Illustration showing colorectal cancer
Credit: Mohammed Haneefa Nizamudeen/Getty Images

A noninvasive, multitarget stool RNA test called ColoSense showed significant improvements in sensitivity compared with the standard fecal immunochemical test (FIT) and similar or better results than the Cologuard test in a Phase III trial led by the Washington University School of Medicine.

ColoSense, developed by U.S. biotech Geneoscopy, was able to accurately detect colorectal cancer and advanced adenomas in 94% and 46% of stool samples, respectively, compared with a sensitivity of 78% and 29% for the FIT test.

The ColoSense test did have a higher rate of false positives than the FIT test with a specificity rate of 88% vs 96%, respectively, although this rate was still well above the acceptable FDA minimum of 80%.

Colorectal cancer is an increasing problem in the U.S., causing over 52,000 deaths a year. Screening is very effective at picking up cancerous lesions at an early stage and significantly improves survival, but the invasive nature of colonoscopies as a screening method results in less than 60% of people attending screening appointments.

The FIT test uses antibodies to search for low levels of blood in the stool that may indicate early signs of colorectal cancer. This test is commonly used in many countries around the world as a first step test to assess whether people should also have a colonoscopy screen.

Other more accurate non-invasive tests have been developed, most notably Exact Sciences Cologuard test, a mt-sDNA test, which is currently the most accurate biomarker test for colorectal cancer approved by the FDA. It has a 92% sensitivity for detecting any colorectal cancer and a 42% sensitivity for detecting advanced adenomas in those aged 50 and older.

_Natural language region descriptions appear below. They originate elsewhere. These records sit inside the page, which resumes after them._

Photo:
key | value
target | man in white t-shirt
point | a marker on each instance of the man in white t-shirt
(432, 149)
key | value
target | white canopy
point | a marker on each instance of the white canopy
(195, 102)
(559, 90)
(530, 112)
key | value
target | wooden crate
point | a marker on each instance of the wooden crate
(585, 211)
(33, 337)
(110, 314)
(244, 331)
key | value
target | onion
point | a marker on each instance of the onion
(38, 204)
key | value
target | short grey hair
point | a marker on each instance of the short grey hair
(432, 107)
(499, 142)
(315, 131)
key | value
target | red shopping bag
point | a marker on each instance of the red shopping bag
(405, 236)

The current study, published in JAMA, tested Geneoscopy’s ColoSense mt-sRNA test in 8920 participants aged 45 years or older from across the U.S. who all submitted stool samples for the FIT test and the ColoSense test before undergoing colonoscopy to evaluate the findings of the two non-invasive tests.

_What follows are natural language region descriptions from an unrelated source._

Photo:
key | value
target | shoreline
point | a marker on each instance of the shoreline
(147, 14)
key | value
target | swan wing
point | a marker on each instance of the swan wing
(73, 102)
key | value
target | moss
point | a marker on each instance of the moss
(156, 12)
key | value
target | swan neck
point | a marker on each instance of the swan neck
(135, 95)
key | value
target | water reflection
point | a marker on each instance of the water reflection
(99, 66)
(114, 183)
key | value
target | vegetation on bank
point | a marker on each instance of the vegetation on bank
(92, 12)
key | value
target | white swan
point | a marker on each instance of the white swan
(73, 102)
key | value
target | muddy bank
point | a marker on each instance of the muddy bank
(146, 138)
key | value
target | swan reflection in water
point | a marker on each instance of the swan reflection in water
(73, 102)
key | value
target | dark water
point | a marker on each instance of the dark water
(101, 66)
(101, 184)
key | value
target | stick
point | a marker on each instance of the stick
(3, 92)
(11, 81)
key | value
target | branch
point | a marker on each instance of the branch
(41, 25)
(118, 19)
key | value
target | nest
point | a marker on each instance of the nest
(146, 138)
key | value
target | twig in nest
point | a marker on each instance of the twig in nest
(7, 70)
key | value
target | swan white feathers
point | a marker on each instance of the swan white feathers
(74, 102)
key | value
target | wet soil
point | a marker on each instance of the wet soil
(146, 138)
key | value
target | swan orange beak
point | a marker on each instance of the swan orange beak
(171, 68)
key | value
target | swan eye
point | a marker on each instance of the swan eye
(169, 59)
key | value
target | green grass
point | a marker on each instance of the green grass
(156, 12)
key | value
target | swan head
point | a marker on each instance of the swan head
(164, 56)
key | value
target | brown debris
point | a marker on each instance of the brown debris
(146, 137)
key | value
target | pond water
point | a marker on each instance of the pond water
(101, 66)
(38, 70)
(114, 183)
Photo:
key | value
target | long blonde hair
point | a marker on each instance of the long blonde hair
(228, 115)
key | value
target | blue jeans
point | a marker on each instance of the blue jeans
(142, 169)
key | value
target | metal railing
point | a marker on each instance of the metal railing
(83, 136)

The participants were aged 55 years on average with 4% identifying as Asian, 11% as Black and 7% as Hispanic. Overall, 36 individuals in the cohort had colorectal cancer and 606 had advanced adenomas. In addition, 649 had medium-risk adenomas, and 2284 had low-risk adenomas.

The ColoSense test achieved a sensitivity of 96% for detecting colorectal cancer, with 34 of 36 people with the condition detected. It also detected 278 out of 606 people with advanced adenomas, achieving a sensitivity of 46%. The detection rate of ColoSense for low- or medium-risk adenomas or no findings was 88%.

“This study leads to several conclusions to improve colorectal cancer screening,” write the authors. “The mt-sRNA test can be an effective noninvasive test that is sensitive for colorectal cancer and advanced adenomas, with a comparable level of false-positive results compared with existing molecular screening tests. Moreover, the test characteristics in a younger cohort (45–49 years), now recommended for screening, is preserved.”

Geneoscopy has already submitted pre-marketing approval to the FDA for ColoSense, based on the favorable results of this study and others.